Clients keep reading frames until they see "ok":true or "error":"..." — see examples/branch_explore.py for the streaming client pattern.

HTTP + OpenAPI (REST surface)

Prefer curl, Postman, or a generated SDK over a raw unix socket? Enable the HTTP transport — it lives alongside the socket on the same daemon:

# loopback, no auth (local development)
agentenv daemon --http 127.0.0.1:8911

# exposed; a Bearer token is REQUIRED for any non-loopback bind
AGENTENV_HTTP_TOKEN=secret agentenv daemon --http :8911

Auto-served:

GET /v1/head GET /v1/log GET /v1/branches GET /v1/nodes/{id} GET /v1/diff?a=&b= GET /v1/tags
POST /v1/commit POST /v1/checkout POST /v1/tags POST /v1/tournament POST /v1/gc
DELETE /v1/nodes/{id} (the v0.2.0 node-delete op, RESTful)
GET /openapi.json — OpenAPI 3.1 spec generated by huma from the typed handler signatures (always in sync with the running code). A pretty-printed snapshot for offline viewing lives at docs/openapi.json; regenerate it with make openapi-snapshot before tagging a release.
GET /docs — interactive API docs, one URL to open in a browser

exec is still socket-only (it's a stdout/stderr stream — Server-Sent Events support is a follow-up). Everything else is on HTTP. See examples/http_client.sh for a curl walkthrough.

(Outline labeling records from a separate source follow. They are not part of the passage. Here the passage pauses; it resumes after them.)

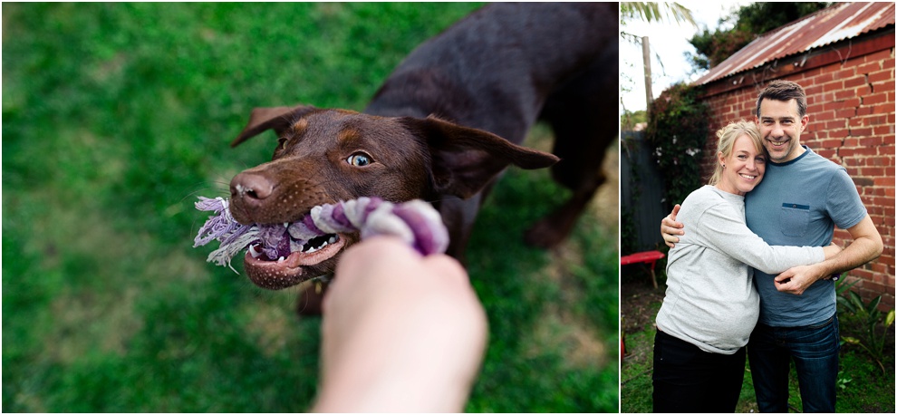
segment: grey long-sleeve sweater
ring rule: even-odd
[[[713,186],[691,192],[677,219],[685,235],[670,250],[656,323],[705,352],[732,354],[748,343],[760,306],[751,267],[778,274],[825,259],[819,246],[770,246],[745,224],[744,197]]]

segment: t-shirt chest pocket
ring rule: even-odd
[[[778,226],[786,236],[803,236],[810,223],[810,207],[796,203],[783,203]]]

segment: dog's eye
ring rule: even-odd
[[[373,159],[371,159],[371,156],[368,156],[367,154],[355,153],[349,156],[349,159],[346,159],[346,162],[352,166],[364,167],[373,162]]]

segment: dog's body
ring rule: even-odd
[[[526,239],[556,245],[603,182],[601,162],[617,134],[616,7],[490,5],[412,52],[363,113],[256,109],[233,145],[268,129],[280,141],[271,162],[231,182],[235,218],[291,222],[341,199],[422,198],[443,217],[448,254],[461,258],[495,178],[508,164],[554,165],[573,196]],[[557,157],[517,145],[540,118],[555,131]],[[246,268],[256,284],[283,288],[332,272],[356,238],[340,235],[282,263],[247,256]],[[278,282],[262,285],[263,275]]]

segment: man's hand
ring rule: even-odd
[[[323,300],[315,412],[458,412],[487,319],[458,261],[399,239],[349,248]]]
[[[679,243],[679,236],[685,235],[685,225],[681,222],[676,222],[676,216],[679,215],[679,209],[682,208],[681,206],[676,205],[673,207],[672,212],[670,212],[663,220],[661,221],[661,236],[663,236],[663,242],[667,244],[667,246],[672,248]]]
[[[869,215],[860,223],[847,229],[854,238],[841,253],[831,256],[826,251],[825,260],[812,265],[795,266],[776,276],[776,289],[796,295],[804,294],[816,281],[854,269],[882,255],[882,236]]]
[[[813,283],[829,275],[831,275],[826,274],[825,269],[818,266],[818,264],[795,266],[776,276],[776,289],[783,293],[800,295]]]

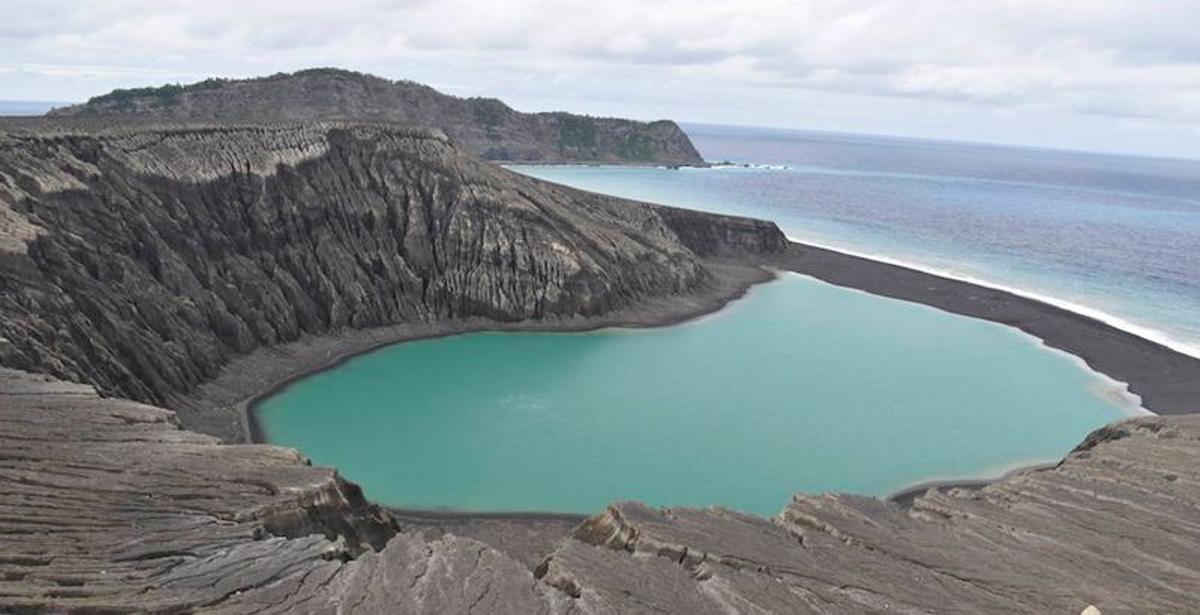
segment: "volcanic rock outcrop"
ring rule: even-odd
[[[295,452],[0,369],[0,613],[1182,614],[1200,595],[1196,416],[911,508],[614,504],[530,571],[397,526]]]
[[[786,250],[768,222],[536,181],[437,131],[10,125],[0,613],[1194,610],[1196,416],[1117,423],[1055,468],[911,506],[798,495],[763,519],[613,504],[530,565],[162,407],[281,347],[601,322],[727,294],[722,268]]]
[[[50,115],[121,121],[386,121],[442,130],[457,145],[488,160],[704,163],[688,136],[670,120],[521,113],[496,98],[458,98],[413,82],[336,68],[116,90]]]
[[[786,243],[338,123],[10,132],[0,222],[0,365],[150,402],[301,335],[595,316]]]

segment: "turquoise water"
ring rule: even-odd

MCP (Claude Code & other MCP hosts)

agentenv mcp is a Model Context Protocol server over stdio. It exposes six tools — agentenv__head, log, branches, show, diff, checkout — that bridge directly to a running agentenv daemon. The agent in Claude Code can ask "where am I in history?" and "undo to that node" without any custom integration. Schemas are inferred from typed Go structs via the official modelcontextprotocol/go-sdk, and tool errors carry a deliberate anti-hallucination prefix so the model can't quietly fabricate a result after a failed call.

Typical setup:

# 1) Start the daemon once (somewhere the rootfs has been initialized).
$ agentenv daemon &

# 2) Register the MCP server with Claude Code.
$ claude mcp add agentenv -s user -- agentenv mcp

Then prompt the model: "use agentenv__log to find the last good node and agentenv__checkout to roll back to it." The rollback is real — it reverts the whole rootfs, not just a HEAD pointer.

Two reproducible Docker harnesses verify the chain end-to-end:

verify/docker/mcp-smoke.sh — drives agentenv mcp with hand-crafted JSON-RPC and asserts the SDK handshake + tools/list + each tool call.
verify/docker/rollback-smoke.sh — mutates the rootfs, fires agentenv__checkout over MCP, asserts the files actually go and come back.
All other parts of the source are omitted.